The Council of Europe’s 47-member anti-racism commission, ECRI, warned against racial profiling, as well as systemic racism and inequalities, all of which are to be found in Europe. ECRI has called upon European governments to send strong messages and take determined action, even if these instances may only be isolated events, and reiterated that trust in the police by everyone in the society enhances safety for all.
“Racial profiling constitutes a specific form of racial discrimination and must be expressly prohibited by law,” ECRI reminds. “It generates a feeling of humiliation and injustice among those groups that are subjected to it, results in their stigmatisation, negative stereotyping and alienation, and hinders good community relations.” According to the European Court of Human Rights, racial profiling can result in “institutionalised racism”.
ECRI urges Council of Europe member states to take action in this area, from developing recruitment procedures which ensure that the composition of the police reflects the diversity of the population, to establishing fully independent bodies to investigate incidents of alleged police abuse. “It is essential to create a police culture where racist abuse is regarded as having no place within law enforcement agencies and where racism is actively prevented and combatted under any circumstances”, ECRI stressed.
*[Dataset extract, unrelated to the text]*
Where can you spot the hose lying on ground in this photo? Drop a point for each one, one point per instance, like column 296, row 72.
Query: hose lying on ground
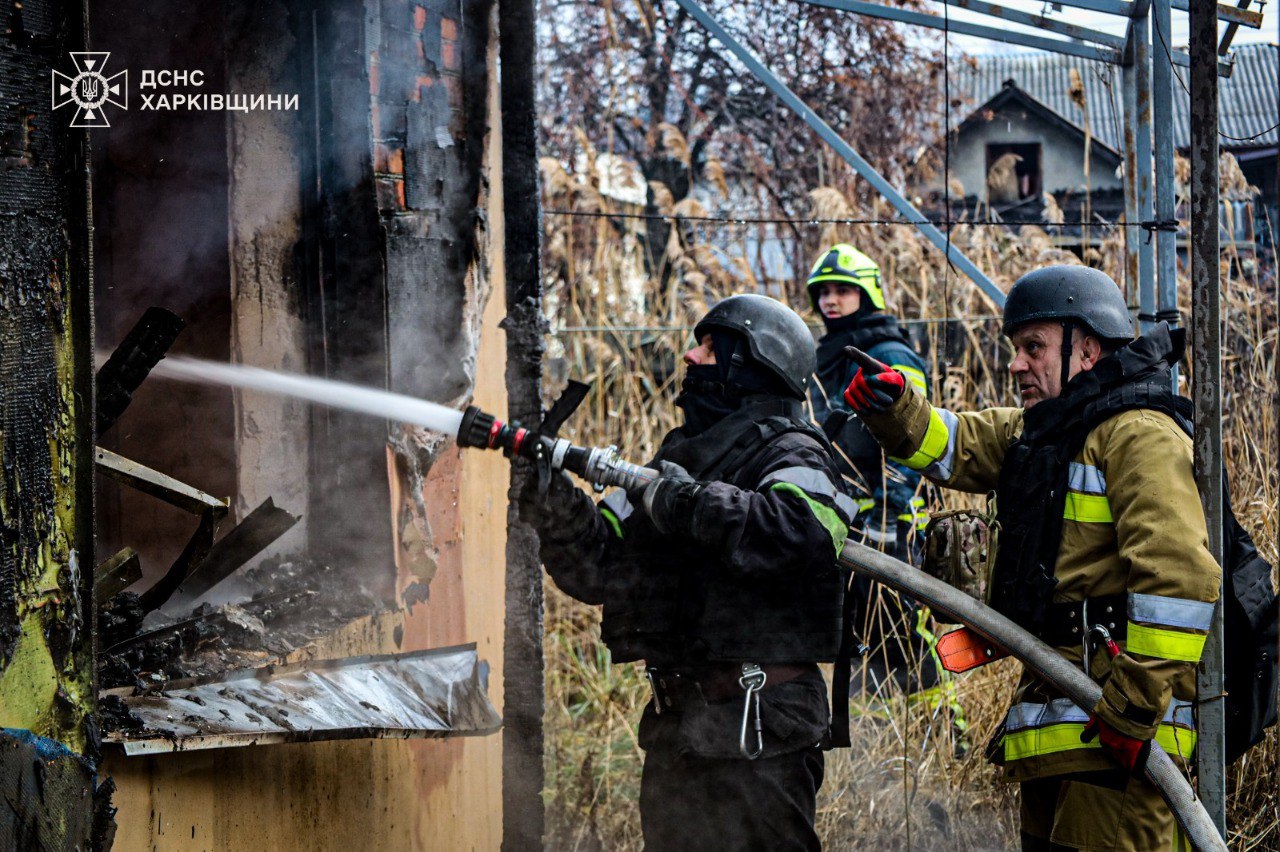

ECRI calls on all decision-makers in Council of Europe member states to use the window of opportunity to deliver clear messages of zero tolerance to and take effective action against racism and discrimination in policing and other areas, push forward with the implementation of ECRI’s recommendations and increase awareness about the historical dimensions of racism and inequalities, especially colonialism and slavery, whose legacies affected the whole of Europe.